Weighing only 220 grams, the device is equipped with an inference unit and automotive-grade IMU (Inertial Measurement Unit), enabling millimeter-level precision data collection in various environments including homes, outdoors, and production lines without disrupting normal life. The data collection work is flexible and straightforward, and participants can earn considerable income, making it popular among stay-at-home groups. The collected data, after undergoing processes like upload, quality inspection, and annotation, becomes high-quality "data fuel" for training embodied AI models, making robots smarter and more capable.
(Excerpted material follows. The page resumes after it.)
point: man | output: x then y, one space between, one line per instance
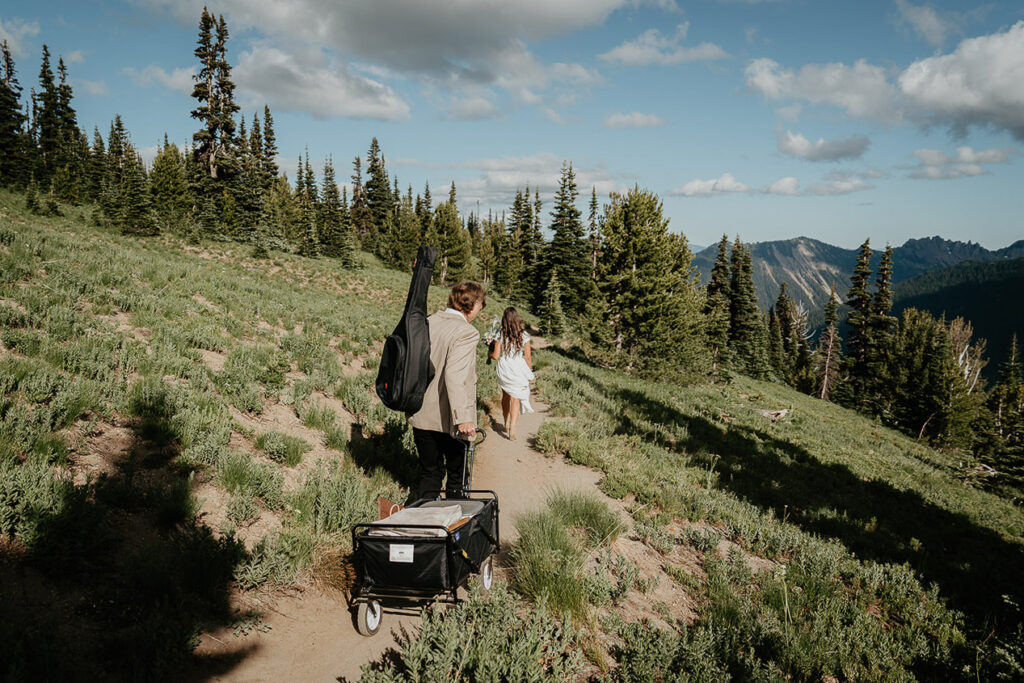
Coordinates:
448 418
Currently, JD.com has established a complete data pipeline covering "collection—annotation—training—validation," spanning five core scenarios: logistics and warehousing, industrial manufacturing, health services, home services, and urban operations. This system records multi-dimensional data including visual, tactile, and spatial trajectory information. JD.com plans to mobilize over 100,000 internal employees across various professions and 500,000 external personnel from different industries for large-scale data collection initiatives. In Suqian alone, the initiative aims to involve over 100,000 citizens, covering more than a hundred detailed scenarios across households, offices, factories, logistics, stores, and sanitation services.

In nursing homes, collectors record caregiving actions such as assisting the elderly to stand up, administering medication, and conducting rehabilitation exercises. In farmlands, they capture hand-eye coordination trajectories for fruit and vegetable picking and mechanical data for tool handling. In garment factories, they document precise hand operations like sewing and cutting. By sourcing data from real-world scenarios and applying it back to them, JD.com is accelerating the development of the "world's largest physical world operation center," contributing to the construction of an artificial intelligence ecosystem.